可看着一脸阴郁的妹妹,担心这样会伤了她的心。
只能轻轻抚摸着,安慰它们,多多体谅妹妹的心情。
“唉他妈妈在北京有家庭,还生了个妹妹。如果他回来,心情不好,你多多开导他,尽量避开这个雷区,除非他自己愿意跟你说。”喜儿想了很久,觉得同龄男孩子之间比较好沟通。

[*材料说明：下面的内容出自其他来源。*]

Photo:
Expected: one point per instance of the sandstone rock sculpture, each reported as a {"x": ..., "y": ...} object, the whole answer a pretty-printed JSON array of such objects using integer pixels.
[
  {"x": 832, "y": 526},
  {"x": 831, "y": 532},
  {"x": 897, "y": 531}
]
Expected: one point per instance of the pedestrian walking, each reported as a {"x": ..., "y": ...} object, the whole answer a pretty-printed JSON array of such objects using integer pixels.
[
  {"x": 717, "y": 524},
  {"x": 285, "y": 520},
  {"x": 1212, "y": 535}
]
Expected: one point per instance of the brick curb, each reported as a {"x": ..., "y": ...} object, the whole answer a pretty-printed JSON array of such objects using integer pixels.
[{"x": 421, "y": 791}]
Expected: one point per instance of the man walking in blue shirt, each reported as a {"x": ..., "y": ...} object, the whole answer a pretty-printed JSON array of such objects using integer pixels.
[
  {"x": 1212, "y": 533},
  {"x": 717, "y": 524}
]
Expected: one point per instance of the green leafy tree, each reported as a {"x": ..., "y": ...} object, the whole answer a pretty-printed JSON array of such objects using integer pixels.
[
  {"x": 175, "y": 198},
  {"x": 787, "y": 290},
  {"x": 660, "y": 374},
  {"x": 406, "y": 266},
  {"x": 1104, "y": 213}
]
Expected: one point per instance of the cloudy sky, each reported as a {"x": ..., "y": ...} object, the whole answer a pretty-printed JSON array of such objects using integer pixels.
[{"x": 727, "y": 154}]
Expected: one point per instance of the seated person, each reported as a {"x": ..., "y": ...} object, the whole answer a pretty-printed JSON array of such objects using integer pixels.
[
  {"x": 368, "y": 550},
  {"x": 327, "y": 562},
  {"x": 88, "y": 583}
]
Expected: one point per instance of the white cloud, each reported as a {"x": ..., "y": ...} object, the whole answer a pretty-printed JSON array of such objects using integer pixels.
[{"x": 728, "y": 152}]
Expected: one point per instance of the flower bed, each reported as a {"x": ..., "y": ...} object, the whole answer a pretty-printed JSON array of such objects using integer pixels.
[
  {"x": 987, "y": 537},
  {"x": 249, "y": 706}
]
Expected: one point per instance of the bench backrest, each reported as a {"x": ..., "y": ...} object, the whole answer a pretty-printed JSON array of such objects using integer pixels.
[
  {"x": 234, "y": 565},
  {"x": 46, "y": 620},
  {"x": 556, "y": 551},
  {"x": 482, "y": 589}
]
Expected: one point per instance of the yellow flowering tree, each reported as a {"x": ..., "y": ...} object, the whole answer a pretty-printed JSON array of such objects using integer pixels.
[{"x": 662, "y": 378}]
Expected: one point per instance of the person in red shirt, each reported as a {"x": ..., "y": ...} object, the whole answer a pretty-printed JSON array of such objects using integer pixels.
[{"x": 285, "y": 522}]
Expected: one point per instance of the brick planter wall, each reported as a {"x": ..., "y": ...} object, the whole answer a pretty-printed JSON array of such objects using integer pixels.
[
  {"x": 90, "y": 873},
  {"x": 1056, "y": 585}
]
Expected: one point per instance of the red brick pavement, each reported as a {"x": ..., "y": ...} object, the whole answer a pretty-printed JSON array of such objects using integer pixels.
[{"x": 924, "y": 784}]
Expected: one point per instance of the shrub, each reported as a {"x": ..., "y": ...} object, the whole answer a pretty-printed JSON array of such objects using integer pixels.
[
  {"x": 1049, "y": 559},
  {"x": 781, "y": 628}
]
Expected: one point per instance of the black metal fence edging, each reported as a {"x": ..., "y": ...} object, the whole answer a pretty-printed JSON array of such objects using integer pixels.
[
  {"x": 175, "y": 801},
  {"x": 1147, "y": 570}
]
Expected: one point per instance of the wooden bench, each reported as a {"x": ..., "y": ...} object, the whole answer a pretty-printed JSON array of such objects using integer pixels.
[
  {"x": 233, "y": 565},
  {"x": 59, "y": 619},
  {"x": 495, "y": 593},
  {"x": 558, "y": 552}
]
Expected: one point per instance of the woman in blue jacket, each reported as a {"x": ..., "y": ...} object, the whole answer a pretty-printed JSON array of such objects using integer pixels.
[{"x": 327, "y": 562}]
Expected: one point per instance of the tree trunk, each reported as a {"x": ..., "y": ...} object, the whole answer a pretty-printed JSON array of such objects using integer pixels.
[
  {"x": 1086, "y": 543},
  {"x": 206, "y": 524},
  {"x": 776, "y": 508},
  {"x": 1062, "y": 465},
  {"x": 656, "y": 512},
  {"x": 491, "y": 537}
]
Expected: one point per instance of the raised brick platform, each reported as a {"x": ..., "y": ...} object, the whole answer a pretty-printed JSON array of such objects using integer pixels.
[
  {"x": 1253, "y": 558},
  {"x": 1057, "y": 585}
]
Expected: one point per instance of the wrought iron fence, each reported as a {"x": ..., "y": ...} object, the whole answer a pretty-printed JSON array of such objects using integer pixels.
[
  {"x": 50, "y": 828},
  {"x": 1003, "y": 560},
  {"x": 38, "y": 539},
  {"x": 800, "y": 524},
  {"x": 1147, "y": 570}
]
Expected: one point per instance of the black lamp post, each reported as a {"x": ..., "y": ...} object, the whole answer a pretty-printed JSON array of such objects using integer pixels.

像张青和张逸,总觉得这俩父子最后未必能真正完成这样的沟通。
话题太沉重,现实太恶心。
田诚一下子没完全理解喜儿的意思,什么叫有家庭了?
张叔叔不是在高石庄么?
咋有家庭啊?
第三百一十八章 谁是谁的梦()
田诚觉得自己对家庭这个词语,怎么突然这么陌生呢?
喜儿看着哥哥哑然而又疑惑的表情,心中的沉重不免又多了几分愤然。
“哥哥,我知道你很聪明,也就不多解释,这件事情在咱们的眼里,都是多么不可思议的存在啊?更何况张逸,这个当事人?真搞不懂他母亲到底怎么想的!”
喜儿的声音将田诚从游走的思绪中拽了回来。
“你怎么知道的?”田诚的声音有了几分嘶哑。
“王亮托朋友查到的,包括咱们家能这么快平反,王爷爷他们一家人也出了不少力。找个机会请他们到家里来吃个饭,彼此也算认个门吧!最关键的是,我在北京的这一年,多亏了他们的照料,不然,怎么可能买得起房子?”
喜儿这是言传身教,为人要懂得感恩。
“妹妹辛苦了。”田诚第一次,产生一种无力感。
之前,觉得被下放到农村,住牛棚,饿肚子已经是世界上最糟糕的事情了。
可经历了高石庄的事情,再回到北京,听到关于张逸母亲的事情,第一次有种指尖触碰黑暗,却被电到浑身僵直的感觉。
关于张逸之前种种异样的表现,一直以为他只是个性比较孤僻。
刚才妹妹的话,让他心中突然有了个大窟窿,空落落的。
之前在一起的那么些年,他对身体接触的本能排斥,还以为是青春期的敏感,原来事实远比想象要残忍。
一起住在一个屋子,经常半夜起床尿尿,看到黑亮黑亮的眸子直愣愣的盯着屋顶。
还以为是做噩梦醒了,睡不着。
拉着他跟自己一起去撒尿,还比谁尿的远。
那时候的笑怎么发出来的?
越想,田诚心中的窟窿越冷,就像北京雨夹雪,吹得呼啦啦的北风,刮得骨子里都是冰渣子。
见田诚抱着甜圈儿的脑袋,无力的耷拉着,喜儿起身准备回体操队。